A further education lecturer's High Court victory over pension rights may bring "copycat" claims costing colleges thousands of pounds, lawyers warned this week, Tony Tysome writes.
The court's ruling that Birmingham College of Food was liable to cover some of former employee Valerie Cook's enhanced pension, even though she retired the day before the college gained independent status, was hailed as a test case triumph by union leaders. Lawyers acting for Ms Cook confirmed that similar claims could follow from the many lecturers across the country who retired under similar circumstances. But employers immediately denied that the ruling held any significance for the sector as a whole, and said they expected the decision to be overturned on appeal.
The suit was brought by Ms Cook following a squabble between Birmingham City Council and the college over who was liable to cover enhanced pension payments for six years and 206 days.
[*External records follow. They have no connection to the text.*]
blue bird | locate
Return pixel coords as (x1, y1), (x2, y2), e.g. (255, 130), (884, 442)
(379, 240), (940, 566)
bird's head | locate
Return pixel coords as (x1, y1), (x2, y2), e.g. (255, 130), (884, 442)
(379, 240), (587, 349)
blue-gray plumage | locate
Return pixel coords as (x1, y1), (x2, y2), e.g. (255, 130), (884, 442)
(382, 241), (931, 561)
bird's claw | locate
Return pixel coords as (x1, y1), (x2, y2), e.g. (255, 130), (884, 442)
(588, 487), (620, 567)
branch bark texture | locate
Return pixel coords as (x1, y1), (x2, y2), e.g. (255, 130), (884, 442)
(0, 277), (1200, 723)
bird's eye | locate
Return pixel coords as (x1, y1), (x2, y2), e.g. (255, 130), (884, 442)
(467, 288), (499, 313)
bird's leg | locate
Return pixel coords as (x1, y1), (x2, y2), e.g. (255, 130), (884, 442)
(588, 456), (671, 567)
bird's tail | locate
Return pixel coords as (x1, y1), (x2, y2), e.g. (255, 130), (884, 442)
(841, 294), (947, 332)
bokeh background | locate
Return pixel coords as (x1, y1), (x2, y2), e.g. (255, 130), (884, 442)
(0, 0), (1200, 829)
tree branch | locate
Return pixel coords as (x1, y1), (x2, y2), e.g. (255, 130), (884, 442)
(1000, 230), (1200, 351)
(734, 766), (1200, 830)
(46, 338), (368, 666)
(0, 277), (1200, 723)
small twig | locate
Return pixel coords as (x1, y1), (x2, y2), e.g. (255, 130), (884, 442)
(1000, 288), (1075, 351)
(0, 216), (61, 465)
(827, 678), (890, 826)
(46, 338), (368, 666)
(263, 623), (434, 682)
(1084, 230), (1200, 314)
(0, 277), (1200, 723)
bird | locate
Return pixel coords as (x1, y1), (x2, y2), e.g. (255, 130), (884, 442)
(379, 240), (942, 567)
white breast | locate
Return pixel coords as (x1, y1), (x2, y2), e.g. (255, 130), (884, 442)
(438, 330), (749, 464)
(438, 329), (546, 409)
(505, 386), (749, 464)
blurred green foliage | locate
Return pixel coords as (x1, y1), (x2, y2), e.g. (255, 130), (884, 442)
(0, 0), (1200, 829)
After the college transferred from local authority control, the city council agreed to pay just five years of the enhanced pension. The college claimed that responsibility for the remaining payments should fall to the council, since Ms Cook was no longer the college's employee "at the moment of transfer". But Cheri Booth QC, wife of Labour leader Tony Blair, representing the council, successfully argued that colleges were liable to honour contracts made with those employed up to the day before incorporation. Mr Justice Scott-Baker declared that the college should cover the additional one-year-and-206-days pension payments. Clive Howard, of London solicitors Russell Jones and Walker, acting for Ms Cook, said the college would be ordered to pay costs of "well into the thousands", and that other institutions could be faced with similar claims.
But the Colleges Employers' Forum said the particular circumstances of Ms Cook's case made it unlikely that a "flood of claims" would follow.